"Andrij Szewczenko rozmawia z Genoą w sprawie rozwiązania kontraktu, który wiąże go do czerwca 2024 r. Rozmowy nie są łatwe. (...) Kontrakt ten sprawia, że mógłby on nie pracować przez kolejne dwa i pół roku, a i tak dostawałby pensję 2,5 mln euro rocznie. To sprawia, że Ukrainiec nie będzie forsował jego rozwiązania. Z początku Ukrainiec zaproponował, aby Włosi wypłacili mu całość kontraktu. Szans na zaakceptowanie takiego rozwiązania przez Genoę nie było jednak żadnych. Ukrainiec chciałby więc zagwarantować sobie wypłatę dużej części rozwiązywanej umowy" - pisaliśmy w środę wieczorem.
Problem polegał na tym, że Genoa wcale nie kwapiła się do wypłaty Szewczence dużych pieniędzy. "Trzeba jednak pamiętać, że Włosi doskonale wiedzą o rozmowach na linii Szewczenko – PZPN. Oni także będą chcieli je wykorzystać, by ich odszkodowanie dla trenera było jak najmniejsze, a gra toczy się o duże pieniądze" - ostrzegaliśmy.
Media na Ukrainie informują teraz, że te przepuszczenia okazały się prawdziwe. Ukraiński dziennikarz Igor Tsyganik napisał na Twitterze, że Andrij Szewczenko nie zdołał dojść do porozumienia ws. rozwiązania kontraktu z włoskim klubem. To oczywiście oznacza, że nie zostanie on także nowym selekcjonerem reprezentacji Polski.

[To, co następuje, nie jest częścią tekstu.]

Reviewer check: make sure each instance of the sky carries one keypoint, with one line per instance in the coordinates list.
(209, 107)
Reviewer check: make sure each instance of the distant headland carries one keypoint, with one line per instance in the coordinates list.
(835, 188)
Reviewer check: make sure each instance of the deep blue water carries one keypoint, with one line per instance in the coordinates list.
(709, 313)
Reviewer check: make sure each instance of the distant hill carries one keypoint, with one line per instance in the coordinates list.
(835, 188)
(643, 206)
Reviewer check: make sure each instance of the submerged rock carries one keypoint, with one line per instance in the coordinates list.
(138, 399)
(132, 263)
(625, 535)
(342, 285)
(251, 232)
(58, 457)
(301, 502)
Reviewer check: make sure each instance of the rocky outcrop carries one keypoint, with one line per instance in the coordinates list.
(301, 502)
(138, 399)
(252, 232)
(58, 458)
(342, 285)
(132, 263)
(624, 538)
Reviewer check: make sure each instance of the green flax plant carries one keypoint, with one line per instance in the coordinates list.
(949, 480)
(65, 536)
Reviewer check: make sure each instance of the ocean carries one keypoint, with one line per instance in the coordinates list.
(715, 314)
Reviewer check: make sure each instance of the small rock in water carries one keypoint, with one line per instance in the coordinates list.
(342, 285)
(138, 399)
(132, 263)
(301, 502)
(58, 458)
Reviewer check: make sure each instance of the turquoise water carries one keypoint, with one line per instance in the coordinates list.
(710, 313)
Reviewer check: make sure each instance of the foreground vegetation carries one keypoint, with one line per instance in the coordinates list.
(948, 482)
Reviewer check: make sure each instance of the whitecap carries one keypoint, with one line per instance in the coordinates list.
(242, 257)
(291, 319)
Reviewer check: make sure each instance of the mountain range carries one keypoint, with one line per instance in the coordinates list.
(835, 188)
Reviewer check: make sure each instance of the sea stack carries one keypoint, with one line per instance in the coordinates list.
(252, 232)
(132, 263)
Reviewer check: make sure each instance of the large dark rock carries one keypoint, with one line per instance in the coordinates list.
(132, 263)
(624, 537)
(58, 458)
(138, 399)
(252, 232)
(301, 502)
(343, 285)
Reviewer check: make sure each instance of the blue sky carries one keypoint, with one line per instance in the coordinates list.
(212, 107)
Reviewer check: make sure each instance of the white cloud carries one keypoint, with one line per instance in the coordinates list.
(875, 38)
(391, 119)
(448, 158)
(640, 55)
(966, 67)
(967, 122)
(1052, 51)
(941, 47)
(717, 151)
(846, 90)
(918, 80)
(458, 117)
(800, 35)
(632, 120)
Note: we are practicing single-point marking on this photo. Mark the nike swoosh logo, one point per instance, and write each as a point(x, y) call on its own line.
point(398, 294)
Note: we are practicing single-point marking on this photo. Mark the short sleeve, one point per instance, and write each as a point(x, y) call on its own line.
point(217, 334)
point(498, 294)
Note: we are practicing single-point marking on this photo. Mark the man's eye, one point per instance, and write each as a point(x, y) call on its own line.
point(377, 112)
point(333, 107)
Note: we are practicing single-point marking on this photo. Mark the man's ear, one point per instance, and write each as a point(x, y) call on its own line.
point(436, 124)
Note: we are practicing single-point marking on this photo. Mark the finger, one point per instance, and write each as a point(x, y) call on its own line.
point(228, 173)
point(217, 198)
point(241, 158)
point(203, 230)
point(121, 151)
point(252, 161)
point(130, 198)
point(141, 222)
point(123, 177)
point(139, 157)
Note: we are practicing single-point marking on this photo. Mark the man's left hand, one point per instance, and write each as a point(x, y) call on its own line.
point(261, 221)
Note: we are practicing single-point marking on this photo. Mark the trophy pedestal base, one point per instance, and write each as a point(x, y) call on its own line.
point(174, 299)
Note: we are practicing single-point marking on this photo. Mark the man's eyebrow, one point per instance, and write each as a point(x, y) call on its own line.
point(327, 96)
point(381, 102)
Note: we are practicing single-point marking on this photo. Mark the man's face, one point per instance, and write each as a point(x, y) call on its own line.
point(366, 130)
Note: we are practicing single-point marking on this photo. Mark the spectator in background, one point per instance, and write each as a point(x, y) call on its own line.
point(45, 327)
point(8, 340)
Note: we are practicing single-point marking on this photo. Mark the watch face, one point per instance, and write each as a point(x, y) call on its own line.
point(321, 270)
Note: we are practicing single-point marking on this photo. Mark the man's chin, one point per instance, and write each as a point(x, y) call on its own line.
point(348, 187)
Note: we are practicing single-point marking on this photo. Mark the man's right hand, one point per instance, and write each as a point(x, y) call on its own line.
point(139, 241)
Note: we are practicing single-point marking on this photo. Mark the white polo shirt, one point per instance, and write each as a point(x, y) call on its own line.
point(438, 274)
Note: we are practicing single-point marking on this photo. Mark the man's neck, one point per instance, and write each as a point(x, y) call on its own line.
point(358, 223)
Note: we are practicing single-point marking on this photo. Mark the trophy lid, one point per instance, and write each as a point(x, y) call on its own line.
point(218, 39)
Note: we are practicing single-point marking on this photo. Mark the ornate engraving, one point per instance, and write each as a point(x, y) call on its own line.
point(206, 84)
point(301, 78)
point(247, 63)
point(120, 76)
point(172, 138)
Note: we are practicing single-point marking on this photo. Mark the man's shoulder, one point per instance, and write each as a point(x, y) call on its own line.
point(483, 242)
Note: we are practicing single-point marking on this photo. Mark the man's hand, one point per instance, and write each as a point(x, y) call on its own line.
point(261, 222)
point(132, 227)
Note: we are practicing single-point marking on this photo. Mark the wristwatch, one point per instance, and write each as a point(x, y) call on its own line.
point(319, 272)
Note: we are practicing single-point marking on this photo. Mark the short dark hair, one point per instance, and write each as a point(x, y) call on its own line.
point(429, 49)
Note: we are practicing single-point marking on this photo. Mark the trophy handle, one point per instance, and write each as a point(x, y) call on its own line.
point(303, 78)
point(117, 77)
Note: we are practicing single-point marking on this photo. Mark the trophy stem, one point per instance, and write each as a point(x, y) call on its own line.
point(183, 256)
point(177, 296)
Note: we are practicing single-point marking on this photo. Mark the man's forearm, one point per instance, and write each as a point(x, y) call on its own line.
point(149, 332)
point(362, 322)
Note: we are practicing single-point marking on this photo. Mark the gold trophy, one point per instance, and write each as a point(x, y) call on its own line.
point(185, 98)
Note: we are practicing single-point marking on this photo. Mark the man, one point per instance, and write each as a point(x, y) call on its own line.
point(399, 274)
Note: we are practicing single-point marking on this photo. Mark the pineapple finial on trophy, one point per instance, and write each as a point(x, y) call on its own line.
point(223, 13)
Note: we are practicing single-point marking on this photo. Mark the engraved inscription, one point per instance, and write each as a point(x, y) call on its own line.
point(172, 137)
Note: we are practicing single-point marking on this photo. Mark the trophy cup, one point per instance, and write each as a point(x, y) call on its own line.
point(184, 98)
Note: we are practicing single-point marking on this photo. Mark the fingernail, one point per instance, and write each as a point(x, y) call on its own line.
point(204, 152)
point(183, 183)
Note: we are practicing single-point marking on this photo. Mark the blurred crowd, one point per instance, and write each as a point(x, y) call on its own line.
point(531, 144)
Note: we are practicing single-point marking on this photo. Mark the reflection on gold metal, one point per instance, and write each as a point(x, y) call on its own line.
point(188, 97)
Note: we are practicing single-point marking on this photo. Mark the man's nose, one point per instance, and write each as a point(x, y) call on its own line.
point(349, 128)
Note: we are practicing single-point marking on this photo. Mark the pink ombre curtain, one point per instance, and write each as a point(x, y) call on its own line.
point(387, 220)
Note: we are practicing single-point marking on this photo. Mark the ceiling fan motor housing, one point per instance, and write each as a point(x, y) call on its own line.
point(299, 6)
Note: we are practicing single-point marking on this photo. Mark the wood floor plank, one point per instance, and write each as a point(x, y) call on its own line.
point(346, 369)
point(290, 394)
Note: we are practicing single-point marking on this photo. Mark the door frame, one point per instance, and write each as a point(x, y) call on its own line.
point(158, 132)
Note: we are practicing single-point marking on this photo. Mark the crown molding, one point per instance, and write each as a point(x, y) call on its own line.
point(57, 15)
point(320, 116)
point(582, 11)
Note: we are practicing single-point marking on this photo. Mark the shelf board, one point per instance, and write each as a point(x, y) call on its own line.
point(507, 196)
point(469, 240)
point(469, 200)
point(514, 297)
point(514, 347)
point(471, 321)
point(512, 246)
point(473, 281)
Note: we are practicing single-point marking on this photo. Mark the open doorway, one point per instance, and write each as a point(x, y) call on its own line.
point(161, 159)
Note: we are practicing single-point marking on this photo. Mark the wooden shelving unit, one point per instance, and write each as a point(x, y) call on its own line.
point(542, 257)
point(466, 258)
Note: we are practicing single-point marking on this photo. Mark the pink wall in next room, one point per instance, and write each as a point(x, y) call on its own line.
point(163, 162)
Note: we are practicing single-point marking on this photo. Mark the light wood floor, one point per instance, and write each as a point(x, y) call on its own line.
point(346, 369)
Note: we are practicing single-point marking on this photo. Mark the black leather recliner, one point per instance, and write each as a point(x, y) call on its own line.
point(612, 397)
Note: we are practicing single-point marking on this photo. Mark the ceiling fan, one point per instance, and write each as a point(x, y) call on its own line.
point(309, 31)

Tsyganik dodał też, że PZPN nowego selekcjonera wybierze wśród polskich trenerów. Jeśli te informacje się potwierdzą, do roli faworyta wróci Adam Nawałka, z którym zdecydowana większość kwestii jest już dogadana. Były selekcjoner "czeka w blokach", a do schowania honoru do kieszeni motywuje go pensja w wysokości 200 tysięcy złotych, którą miałby otrzymać w razie podpisania kontraktu z PZPN.